Bioabsorbable composite matrixes were also tested as a barrier for clinical use in GTR applications (Costa-Noble et al 1996). The basic components of this material are elastin and fibrin monomers that are combined under specific physicochemical conditions. The crude product obtained is then further processed with fibronectin, type I collagen, and other aggregating agents as sulfur derivatives and gamma-rays to obtain optimum cohesivity. The derived material is also associated with polyglactic networks to obtain good saturability and treated with aprotinin to control the degradation rate.

Histologic preclinical studies demonstrated that barrier membranes used alone or combined with bone grafts/substitutes result in bone (Santana et al. 2010) and periodontal regeneration (Sculean et al. 2008c). Enhanced results were observed for the combined therapies employing membranes and bone grafts/substitutes in comparison to the use of membranes alone in noncontained two-wall defects and supra-alveolar defects, while no additional benefit was observed for the combined therapy for three-wall defects (Sculean et al. 2008c). Results from histological studies in humans are partially divergent than these results obtained in animals.

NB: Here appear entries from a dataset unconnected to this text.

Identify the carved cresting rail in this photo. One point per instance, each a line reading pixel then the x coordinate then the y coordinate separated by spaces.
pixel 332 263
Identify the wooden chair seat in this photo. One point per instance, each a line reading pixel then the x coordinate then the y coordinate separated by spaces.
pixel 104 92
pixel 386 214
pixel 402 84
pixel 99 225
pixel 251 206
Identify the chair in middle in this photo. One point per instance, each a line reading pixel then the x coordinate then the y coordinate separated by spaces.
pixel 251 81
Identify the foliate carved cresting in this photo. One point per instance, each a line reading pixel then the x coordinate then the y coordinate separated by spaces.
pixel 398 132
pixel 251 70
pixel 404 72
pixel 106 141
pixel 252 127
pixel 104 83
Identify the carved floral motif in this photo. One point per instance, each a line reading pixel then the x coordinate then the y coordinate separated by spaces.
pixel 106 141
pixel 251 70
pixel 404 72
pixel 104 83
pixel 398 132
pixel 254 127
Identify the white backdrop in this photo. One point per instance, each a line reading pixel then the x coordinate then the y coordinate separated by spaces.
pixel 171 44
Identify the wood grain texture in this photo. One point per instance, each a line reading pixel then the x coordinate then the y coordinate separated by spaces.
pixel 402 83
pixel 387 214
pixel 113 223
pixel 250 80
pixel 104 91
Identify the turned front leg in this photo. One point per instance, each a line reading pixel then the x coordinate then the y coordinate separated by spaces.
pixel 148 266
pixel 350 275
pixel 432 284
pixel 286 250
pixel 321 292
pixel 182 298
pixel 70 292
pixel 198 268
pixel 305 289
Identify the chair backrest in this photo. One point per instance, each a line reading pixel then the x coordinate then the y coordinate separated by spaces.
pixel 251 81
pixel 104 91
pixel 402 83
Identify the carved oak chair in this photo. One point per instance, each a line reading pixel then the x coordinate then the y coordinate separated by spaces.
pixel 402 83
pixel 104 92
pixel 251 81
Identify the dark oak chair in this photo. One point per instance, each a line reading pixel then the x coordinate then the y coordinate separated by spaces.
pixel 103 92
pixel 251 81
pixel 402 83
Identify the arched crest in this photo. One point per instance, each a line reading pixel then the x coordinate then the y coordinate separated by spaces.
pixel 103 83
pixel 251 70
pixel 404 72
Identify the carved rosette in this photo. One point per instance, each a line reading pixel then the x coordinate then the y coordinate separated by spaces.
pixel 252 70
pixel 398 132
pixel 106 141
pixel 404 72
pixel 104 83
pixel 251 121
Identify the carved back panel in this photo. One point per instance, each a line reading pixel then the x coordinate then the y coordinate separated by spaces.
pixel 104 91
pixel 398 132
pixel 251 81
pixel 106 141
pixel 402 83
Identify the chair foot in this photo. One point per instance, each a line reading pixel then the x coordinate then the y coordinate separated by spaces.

The results of clinical studies and systematic reviews demonstrated that regenerative therapies with barrier membranes provide significant clinical benefits, in comparison with open flap procedures alone, as evaluated by reduced gingival recession, probing depth reduction, attachment level gain, and bone fill (Cortellini and Tonetti 2000; Murphy and Gunsolley 2003; Needleman et al. 2005). Clinical results may be maintained for several years in most patients enrolled in frequent periodontal supportive therapy, even with severe intrabony defects (Cortellini et al 2004). Positive outcomes have also been reported for the combined use of membranes and synthetic graft materials in the treatment of human furcation defects (Santana and Van Dyke 1999; Santana et al. 2009). No significant difference was reported for the several types of membranes evaluated; however, the use of different types of membranes may explain the significant variability of clinical results reported in different studies (Murphy and Gunsolley 2003; Needleman 2006).

Bioactive Substances

The use of bioactive substances offers a new paradigm in periodontal reconstructive therapy as a resource to amplify or accelerate the endogenous healing potential with new therapies that act at the cellular and molecular levels to enhance the periodontal wound healing and regeneration of the attachment apparatus.